Soft, flexible foam can be processed efficiently using fast operating machinery. Processes like contour cutting, die cutting and shape profiling are well established. The FoamPartner group developed a new type of polyurethane foam called StructUre™ to combine the processing advantages of soft foam with the mechanical properties of rigid foam. This can be achieved by generating additional molecular cross-links in a post-treatment process and transferring the foam to the rigid state after processing and shaping in its soft state (figure 2).

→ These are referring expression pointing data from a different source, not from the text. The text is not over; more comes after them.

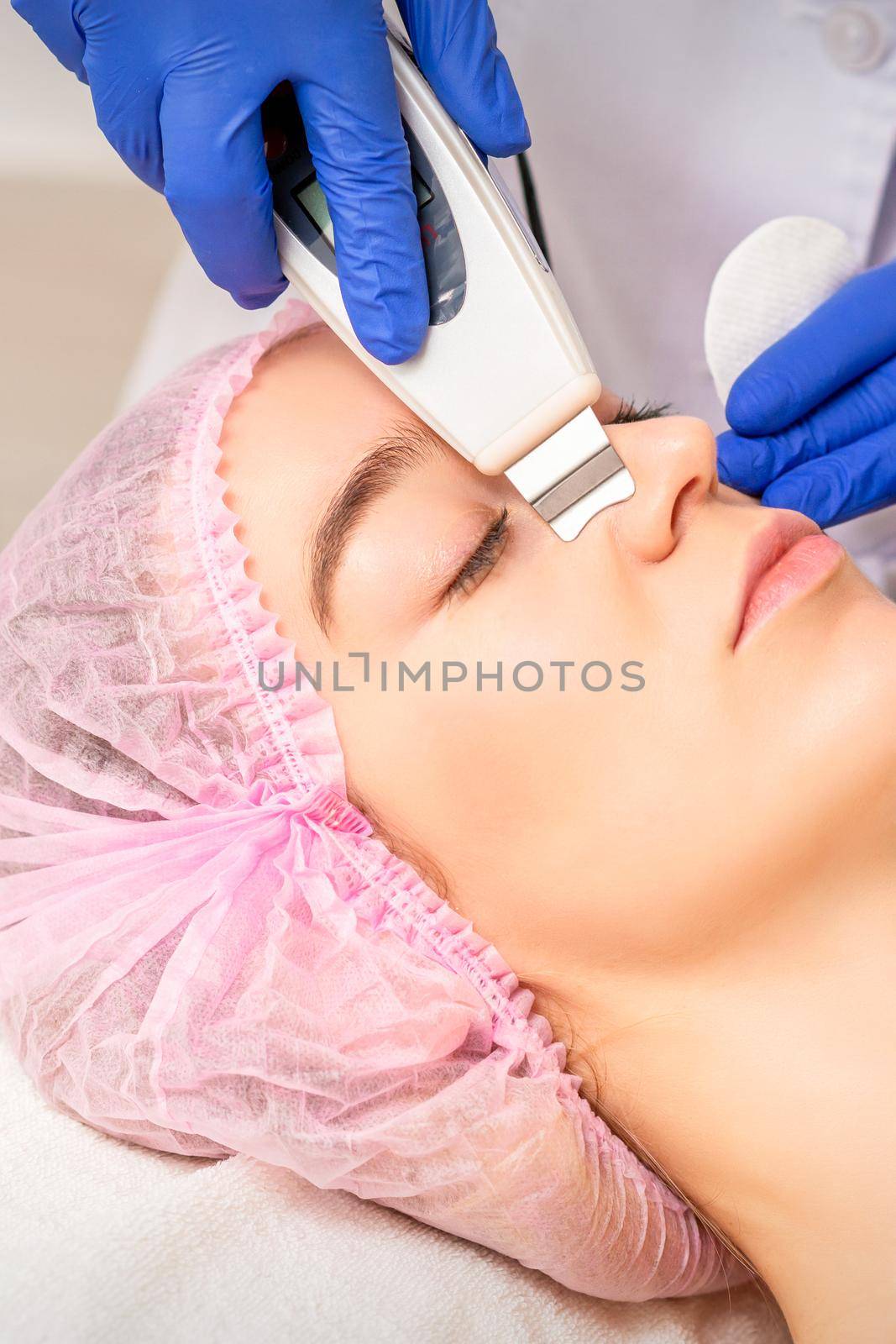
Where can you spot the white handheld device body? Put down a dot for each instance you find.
(503, 374)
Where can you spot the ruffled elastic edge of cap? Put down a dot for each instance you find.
(391, 895)
(295, 723)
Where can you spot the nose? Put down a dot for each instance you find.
(673, 463)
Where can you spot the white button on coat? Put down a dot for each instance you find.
(856, 38)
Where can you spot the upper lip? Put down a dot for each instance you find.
(768, 548)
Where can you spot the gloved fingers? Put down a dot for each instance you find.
(58, 30)
(864, 407)
(752, 464)
(127, 105)
(842, 484)
(217, 183)
(360, 155)
(846, 336)
(456, 46)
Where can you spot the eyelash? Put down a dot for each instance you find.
(483, 558)
(490, 549)
(629, 412)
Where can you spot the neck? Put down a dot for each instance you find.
(765, 1084)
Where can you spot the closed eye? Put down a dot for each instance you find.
(631, 412)
(483, 559)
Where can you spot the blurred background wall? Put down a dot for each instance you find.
(83, 250)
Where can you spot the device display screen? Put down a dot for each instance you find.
(309, 197)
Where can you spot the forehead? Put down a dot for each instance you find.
(309, 414)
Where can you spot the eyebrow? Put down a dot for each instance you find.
(406, 449)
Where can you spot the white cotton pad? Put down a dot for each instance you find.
(774, 279)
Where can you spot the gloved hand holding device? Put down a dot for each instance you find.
(177, 87)
(815, 417)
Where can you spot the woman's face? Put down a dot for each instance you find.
(622, 824)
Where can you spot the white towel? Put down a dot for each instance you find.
(103, 1242)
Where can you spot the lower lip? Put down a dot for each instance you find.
(801, 570)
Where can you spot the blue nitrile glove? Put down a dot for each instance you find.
(177, 87)
(815, 417)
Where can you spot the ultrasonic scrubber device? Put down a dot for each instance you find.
(503, 374)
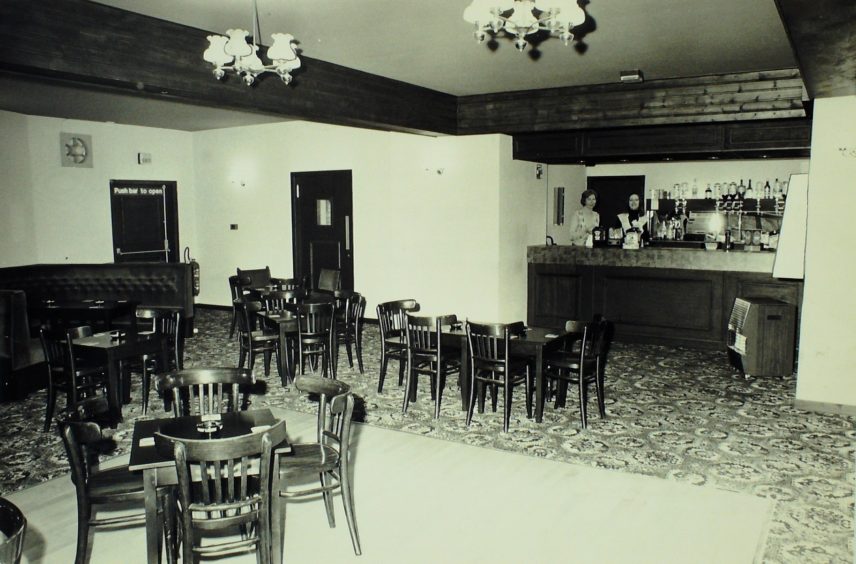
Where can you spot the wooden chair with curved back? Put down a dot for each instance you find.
(203, 391)
(492, 365)
(425, 356)
(116, 487)
(393, 337)
(349, 325)
(253, 339)
(224, 487)
(329, 458)
(582, 364)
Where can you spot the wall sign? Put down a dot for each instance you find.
(75, 150)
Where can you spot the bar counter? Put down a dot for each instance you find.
(672, 296)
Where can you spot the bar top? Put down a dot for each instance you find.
(653, 257)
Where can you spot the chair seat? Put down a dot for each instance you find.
(117, 484)
(306, 458)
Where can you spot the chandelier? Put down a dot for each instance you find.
(519, 18)
(235, 54)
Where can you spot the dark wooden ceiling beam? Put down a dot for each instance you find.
(91, 44)
(823, 36)
(732, 97)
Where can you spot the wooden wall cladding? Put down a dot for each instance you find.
(101, 47)
(732, 97)
(750, 139)
(650, 305)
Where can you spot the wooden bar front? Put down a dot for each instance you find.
(663, 296)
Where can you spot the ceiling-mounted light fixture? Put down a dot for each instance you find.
(235, 54)
(631, 76)
(519, 18)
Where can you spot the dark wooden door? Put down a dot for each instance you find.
(145, 221)
(613, 192)
(323, 225)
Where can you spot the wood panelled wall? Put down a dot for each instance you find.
(732, 97)
(96, 46)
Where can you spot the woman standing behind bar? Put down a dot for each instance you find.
(585, 219)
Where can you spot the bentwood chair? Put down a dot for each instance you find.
(13, 527)
(329, 458)
(115, 487)
(316, 336)
(224, 492)
(425, 356)
(166, 324)
(254, 340)
(492, 365)
(204, 391)
(393, 338)
(349, 327)
(582, 365)
(65, 373)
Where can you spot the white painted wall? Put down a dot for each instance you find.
(827, 333)
(70, 217)
(17, 245)
(426, 210)
(573, 179)
(521, 223)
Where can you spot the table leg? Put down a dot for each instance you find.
(465, 376)
(539, 384)
(114, 373)
(153, 532)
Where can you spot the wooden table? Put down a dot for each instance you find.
(159, 469)
(534, 344)
(105, 349)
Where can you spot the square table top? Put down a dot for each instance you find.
(234, 424)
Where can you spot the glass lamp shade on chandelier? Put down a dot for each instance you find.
(235, 54)
(519, 18)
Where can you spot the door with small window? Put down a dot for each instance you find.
(323, 225)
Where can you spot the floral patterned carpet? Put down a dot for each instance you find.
(673, 413)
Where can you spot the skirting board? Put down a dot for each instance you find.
(825, 407)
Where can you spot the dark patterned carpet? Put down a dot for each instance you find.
(674, 413)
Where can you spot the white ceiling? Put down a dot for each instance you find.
(427, 43)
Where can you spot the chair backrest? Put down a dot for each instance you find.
(256, 277)
(328, 280)
(335, 409)
(288, 283)
(224, 483)
(276, 300)
(423, 333)
(390, 318)
(55, 348)
(72, 335)
(488, 343)
(79, 429)
(201, 391)
(315, 319)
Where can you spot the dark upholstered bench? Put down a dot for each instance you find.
(155, 285)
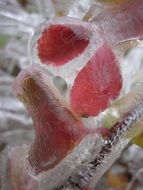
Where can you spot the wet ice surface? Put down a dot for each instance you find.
(15, 125)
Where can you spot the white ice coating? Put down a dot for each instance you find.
(78, 158)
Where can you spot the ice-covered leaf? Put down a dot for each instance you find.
(15, 175)
(98, 83)
(58, 129)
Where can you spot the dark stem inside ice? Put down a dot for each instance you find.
(89, 175)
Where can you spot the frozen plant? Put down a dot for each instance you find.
(73, 147)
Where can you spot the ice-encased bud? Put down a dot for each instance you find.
(57, 128)
(67, 46)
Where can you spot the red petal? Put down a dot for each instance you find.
(97, 83)
(58, 130)
(60, 44)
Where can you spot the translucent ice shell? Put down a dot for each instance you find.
(75, 51)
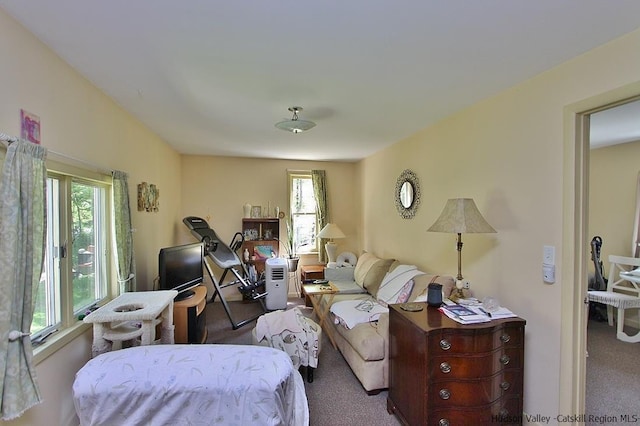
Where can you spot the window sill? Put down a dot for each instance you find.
(58, 340)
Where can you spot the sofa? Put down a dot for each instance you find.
(365, 346)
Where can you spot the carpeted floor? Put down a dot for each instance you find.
(613, 372)
(335, 397)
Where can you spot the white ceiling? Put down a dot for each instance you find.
(213, 77)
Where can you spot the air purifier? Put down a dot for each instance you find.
(276, 283)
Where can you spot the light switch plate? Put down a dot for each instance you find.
(549, 274)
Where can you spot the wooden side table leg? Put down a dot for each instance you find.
(167, 331)
(322, 318)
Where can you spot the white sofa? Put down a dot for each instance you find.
(365, 347)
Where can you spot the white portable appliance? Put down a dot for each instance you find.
(277, 283)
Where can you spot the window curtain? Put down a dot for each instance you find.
(123, 234)
(22, 244)
(318, 177)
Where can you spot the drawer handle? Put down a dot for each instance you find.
(445, 367)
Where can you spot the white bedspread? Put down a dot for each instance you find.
(191, 385)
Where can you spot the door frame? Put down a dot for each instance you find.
(574, 316)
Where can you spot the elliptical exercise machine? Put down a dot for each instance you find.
(225, 258)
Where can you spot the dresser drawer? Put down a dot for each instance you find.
(454, 366)
(504, 411)
(473, 393)
(475, 340)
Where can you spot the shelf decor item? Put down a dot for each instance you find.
(256, 212)
(290, 247)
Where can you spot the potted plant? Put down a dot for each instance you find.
(290, 247)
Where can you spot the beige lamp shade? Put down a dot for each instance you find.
(461, 216)
(331, 231)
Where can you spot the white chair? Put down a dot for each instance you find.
(623, 292)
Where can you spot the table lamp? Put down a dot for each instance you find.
(460, 215)
(331, 231)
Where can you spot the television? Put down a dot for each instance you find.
(181, 269)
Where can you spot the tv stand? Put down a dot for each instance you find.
(189, 317)
(183, 295)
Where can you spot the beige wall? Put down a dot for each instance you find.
(507, 153)
(612, 198)
(216, 188)
(79, 121)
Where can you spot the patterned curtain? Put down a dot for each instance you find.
(22, 244)
(123, 234)
(318, 177)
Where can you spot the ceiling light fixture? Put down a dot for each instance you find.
(295, 125)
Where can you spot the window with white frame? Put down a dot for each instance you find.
(302, 203)
(75, 271)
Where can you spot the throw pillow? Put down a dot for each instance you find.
(375, 275)
(362, 267)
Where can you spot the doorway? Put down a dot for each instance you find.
(614, 136)
(576, 240)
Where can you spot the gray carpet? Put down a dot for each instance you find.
(335, 397)
(613, 372)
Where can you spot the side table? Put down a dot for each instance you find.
(316, 292)
(117, 320)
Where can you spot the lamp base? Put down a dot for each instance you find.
(332, 250)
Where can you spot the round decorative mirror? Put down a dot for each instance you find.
(407, 195)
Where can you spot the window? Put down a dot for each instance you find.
(75, 271)
(303, 212)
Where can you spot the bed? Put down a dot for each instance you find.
(191, 385)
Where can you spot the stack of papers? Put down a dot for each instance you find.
(474, 314)
(464, 314)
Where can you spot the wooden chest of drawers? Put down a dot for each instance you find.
(445, 373)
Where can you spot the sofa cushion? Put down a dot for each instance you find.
(365, 262)
(397, 284)
(366, 339)
(352, 312)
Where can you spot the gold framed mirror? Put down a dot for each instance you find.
(407, 194)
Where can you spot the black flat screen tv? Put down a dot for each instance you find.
(181, 269)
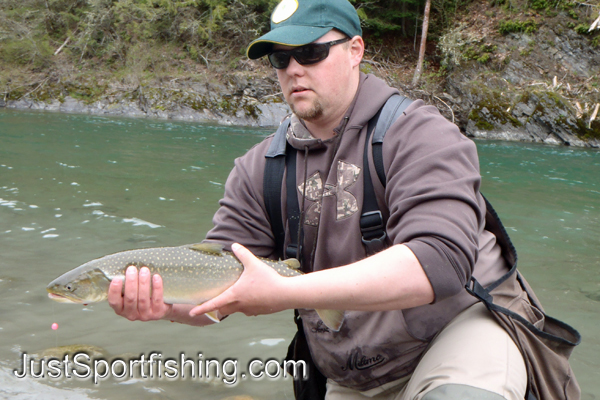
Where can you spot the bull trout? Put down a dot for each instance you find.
(191, 274)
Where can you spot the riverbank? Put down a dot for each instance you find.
(529, 72)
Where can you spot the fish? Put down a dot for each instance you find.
(191, 274)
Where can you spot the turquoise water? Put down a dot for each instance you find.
(76, 187)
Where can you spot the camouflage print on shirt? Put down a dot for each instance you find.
(347, 175)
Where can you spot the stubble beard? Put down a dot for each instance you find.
(313, 113)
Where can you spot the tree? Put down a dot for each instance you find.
(419, 69)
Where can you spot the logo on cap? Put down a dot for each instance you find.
(284, 10)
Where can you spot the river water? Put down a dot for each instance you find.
(76, 187)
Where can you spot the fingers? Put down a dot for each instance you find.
(130, 299)
(144, 306)
(115, 297)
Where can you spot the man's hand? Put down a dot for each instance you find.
(258, 291)
(142, 299)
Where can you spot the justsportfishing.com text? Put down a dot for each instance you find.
(154, 366)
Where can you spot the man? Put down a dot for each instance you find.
(411, 331)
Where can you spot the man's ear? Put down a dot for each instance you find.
(357, 50)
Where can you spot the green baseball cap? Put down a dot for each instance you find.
(299, 22)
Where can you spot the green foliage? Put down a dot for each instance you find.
(506, 27)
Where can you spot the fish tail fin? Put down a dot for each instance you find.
(333, 319)
(213, 316)
(292, 263)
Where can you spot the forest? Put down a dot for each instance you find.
(89, 49)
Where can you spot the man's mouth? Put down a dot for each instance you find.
(298, 89)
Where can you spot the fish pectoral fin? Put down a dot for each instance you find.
(211, 248)
(213, 316)
(333, 319)
(292, 263)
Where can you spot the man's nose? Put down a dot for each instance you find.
(294, 67)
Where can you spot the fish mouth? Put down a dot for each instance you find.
(60, 299)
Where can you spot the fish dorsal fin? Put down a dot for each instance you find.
(211, 248)
(292, 263)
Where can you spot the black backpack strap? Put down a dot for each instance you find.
(390, 112)
(273, 177)
(371, 220)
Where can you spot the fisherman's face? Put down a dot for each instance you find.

For post-treating StructUre™ foam, the electron beam cross-linking process is a choice that offers many advantages for production. It takes place at ambient temperature, so there are no thermal stresses after cross-linking. It can be accurately adjusted and controlled, and the electron dosage is the only variable (figure 3). The material properties are optimised for combined strength and damage tolerance. Above all, the process is extremely efficient and takes only a matter of seconds. Continuous systems can now be used (figure 4). The high throughput enables large series production, typical for the automotive industry.



The future of modular automotive production


The current trend in automotive production is heading more and more towards the assembly of prefabricated modules. Such subassemblies, like front ends, dashboards and interior headliners, allow for easier access during production. They also allow for outsourcing parts of the production process and for easier implementation of local content when manufacturing lines are duplicated elsewhere in the world.


About FoamPartner
The FoamPartner group has been developing, manufacturing and processing soft polyurethane speciality foam for nearly 60 years. It has factories in Switzerland, Germany, France and the USA. In order to benefit from both the processing advantages of soft foam and the high mechanical properties of rigid foam, the FoamPartner group recently launched StructUre™.


Lightweight sandwich structures could play an important role when it comes to breaking down automotive structures into smaller, load-bearing modules. The dimensional stability of sandwich structures facilitates quick and precise assembly. This concept has already been demonstrated for buses, where floor, roof, front and rear modules have been based upon sandwich design. Thin skins made of rapid-curing composites or aluminium can be processed into class-A surfaces and load-bearing, damage-tolerant StructUre™ foam that is efficiently shaped and processed could be used with these as core material.